When you ask my son how his day is, to you it is a generic way of saying hello. He does not see it that way. Instead he sees it as a fair question that deserves a full answer. Hopefully for you, we have arrived just after breakfast, so there hasn’t been too much activity in his day yet. But he will still tell you how breakfast went and that it’s a good day because he’s wearing his favorite T-Rex shirt and he likes the T-Rex because his nickname starts with T and his uncle gave him that nickname, and his other brothers have nicknames too and they are 6 and 4 and the 6 year old isn’t here right now because the 6 year old is in public school, but he is homeschooled and home school is good because he doesn’t get angry when he gets home, but he still gets angry sometimes and that’s ok because he’s working on it and he’s going to read a new book when he gets home and drink the new juice he just got and he has to go now because mommy says it’s time to leave.

And that makes you smile and giggle a little and even blush because you don’t know how to respond to this 8 year old boy who is pouring out the inner workings of his life to you. But to him he is simply answering a question. And, sure, we are working on learning the social cues of others and what things make other people uncomfortable. But I am not telling him that his response to your question was wrong. Only that it was different than what the asker expected. To tell him he is wrong is to risk squelching that openness an honesty that has been left behind by some many of us.

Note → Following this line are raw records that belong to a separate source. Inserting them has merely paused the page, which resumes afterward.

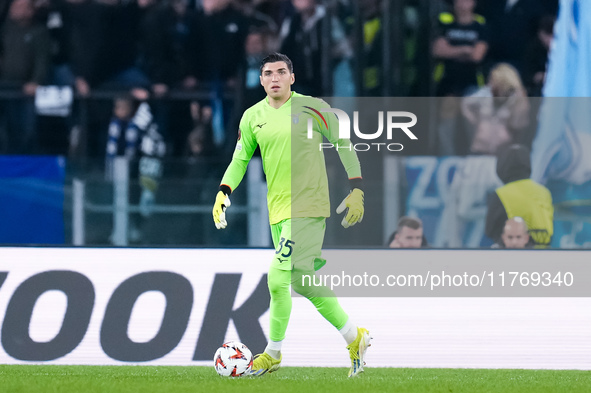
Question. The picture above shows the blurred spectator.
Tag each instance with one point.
(519, 197)
(224, 30)
(372, 48)
(200, 147)
(498, 112)
(409, 234)
(170, 55)
(249, 88)
(101, 44)
(514, 234)
(168, 38)
(256, 18)
(278, 10)
(134, 135)
(461, 45)
(513, 26)
(305, 42)
(24, 65)
(536, 57)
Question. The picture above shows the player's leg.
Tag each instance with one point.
(308, 235)
(278, 280)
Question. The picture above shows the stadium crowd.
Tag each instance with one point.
(196, 62)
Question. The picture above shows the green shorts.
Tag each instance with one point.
(298, 243)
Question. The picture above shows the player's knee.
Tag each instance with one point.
(278, 282)
(303, 284)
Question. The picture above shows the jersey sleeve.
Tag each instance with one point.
(347, 153)
(245, 147)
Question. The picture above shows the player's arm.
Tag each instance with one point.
(353, 203)
(245, 148)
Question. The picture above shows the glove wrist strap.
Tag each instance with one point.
(356, 182)
(225, 189)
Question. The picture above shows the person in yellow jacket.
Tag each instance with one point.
(520, 197)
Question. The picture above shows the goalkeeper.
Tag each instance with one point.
(297, 200)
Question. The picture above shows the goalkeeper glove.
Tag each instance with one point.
(222, 201)
(354, 205)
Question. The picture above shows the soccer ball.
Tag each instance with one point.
(233, 359)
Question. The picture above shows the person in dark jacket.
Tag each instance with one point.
(519, 197)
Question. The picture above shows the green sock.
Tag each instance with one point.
(280, 306)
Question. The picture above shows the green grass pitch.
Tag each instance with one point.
(160, 379)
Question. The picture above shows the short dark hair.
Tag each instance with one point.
(275, 57)
(411, 222)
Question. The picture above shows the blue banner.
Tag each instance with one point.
(450, 195)
(32, 200)
(560, 153)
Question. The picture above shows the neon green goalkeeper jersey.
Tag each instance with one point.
(292, 160)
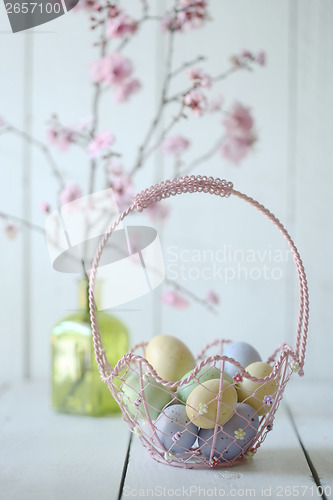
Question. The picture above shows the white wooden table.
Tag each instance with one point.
(46, 455)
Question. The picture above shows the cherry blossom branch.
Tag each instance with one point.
(22, 222)
(141, 152)
(187, 65)
(165, 132)
(42, 147)
(222, 76)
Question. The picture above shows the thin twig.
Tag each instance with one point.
(22, 222)
(141, 152)
(187, 65)
(42, 147)
(203, 158)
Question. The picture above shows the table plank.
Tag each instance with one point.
(278, 466)
(311, 406)
(44, 454)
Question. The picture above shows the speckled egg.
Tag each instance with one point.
(170, 357)
(242, 352)
(202, 404)
(234, 438)
(206, 373)
(154, 394)
(260, 395)
(175, 431)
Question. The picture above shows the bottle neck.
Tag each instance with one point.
(83, 293)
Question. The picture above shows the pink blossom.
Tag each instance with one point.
(240, 135)
(170, 23)
(61, 138)
(236, 148)
(100, 143)
(193, 13)
(213, 298)
(247, 54)
(215, 104)
(175, 145)
(174, 299)
(70, 192)
(239, 121)
(123, 189)
(121, 26)
(158, 212)
(11, 231)
(261, 58)
(123, 92)
(44, 207)
(196, 101)
(112, 69)
(200, 77)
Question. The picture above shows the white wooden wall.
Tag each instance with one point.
(291, 173)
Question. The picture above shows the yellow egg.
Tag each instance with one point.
(254, 393)
(169, 357)
(202, 403)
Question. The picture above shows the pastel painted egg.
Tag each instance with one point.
(234, 438)
(170, 357)
(175, 431)
(153, 394)
(202, 404)
(206, 373)
(242, 352)
(260, 395)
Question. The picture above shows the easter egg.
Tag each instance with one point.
(234, 438)
(153, 394)
(206, 373)
(202, 403)
(174, 430)
(260, 395)
(242, 352)
(169, 357)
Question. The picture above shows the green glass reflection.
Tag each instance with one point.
(76, 384)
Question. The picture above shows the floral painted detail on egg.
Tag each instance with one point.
(213, 462)
(294, 366)
(237, 378)
(240, 433)
(137, 402)
(177, 437)
(202, 408)
(168, 456)
(137, 431)
(268, 400)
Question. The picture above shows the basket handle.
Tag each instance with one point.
(193, 184)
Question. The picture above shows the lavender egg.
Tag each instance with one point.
(235, 436)
(174, 429)
(242, 352)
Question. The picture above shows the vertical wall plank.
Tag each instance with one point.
(313, 190)
(26, 201)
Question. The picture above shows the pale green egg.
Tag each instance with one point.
(206, 373)
(151, 399)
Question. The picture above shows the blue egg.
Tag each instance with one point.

He believes he must do all things to the best of his ability. The problem lies in the fact that his brain and body are bogged down and hindering him from doing his best. We will work on healing his brain and strengthening his body, but we will never fix him. We cannot fix him because he is not broken. He may be different than you, do things different, say things different, react different, but those differences don’t mean he is broken. We will work tirelessly to help him reach his full potential, whatever that is, and to help him say the words, “I can” and to let him know that everyone in the world is different, but we will not fix him because he is not broken.

It Is Time

For a long time now I've struggled with how much to tell the world, to you, about our life. I was afraid to tell too much. I was afraid of what you might say. I was lost in my moment to moment struggle to survive the day.
Then the words of a friend said that maybe other people needed hope too. Maybe our words could help someone else just a little. Maybe another mom or dad was drowning in the invisible sea of mental illness and trying desperately to help their child too. As our words have helped each other, maybe they could help someone else.
So here we are now. Two moms who want to share the hope and strength we have found with each other. We don't have all the answers. Most days we are just struggling to make it from one moment to the next. But we know that struggle. We know the mental,  physical and emotional exhaustion. We know the strain it puts on relationships with spouses and friends and siblings. We know the isolation and the stigma that comes from have a child with special needs, with autism, with mental illness.
We have lived through both of our younger sons battling a horribly scary and debilitating autoimmune disorder called FPIES. Our boys survived and are thriving now. We thought we were done with the medical crisis and we thought our lives would show us normalcy. That was not to be the case. Instead, our lives were turned upside down and inside out. We are learning to re-navigate this life and we hope our words will help someone else too.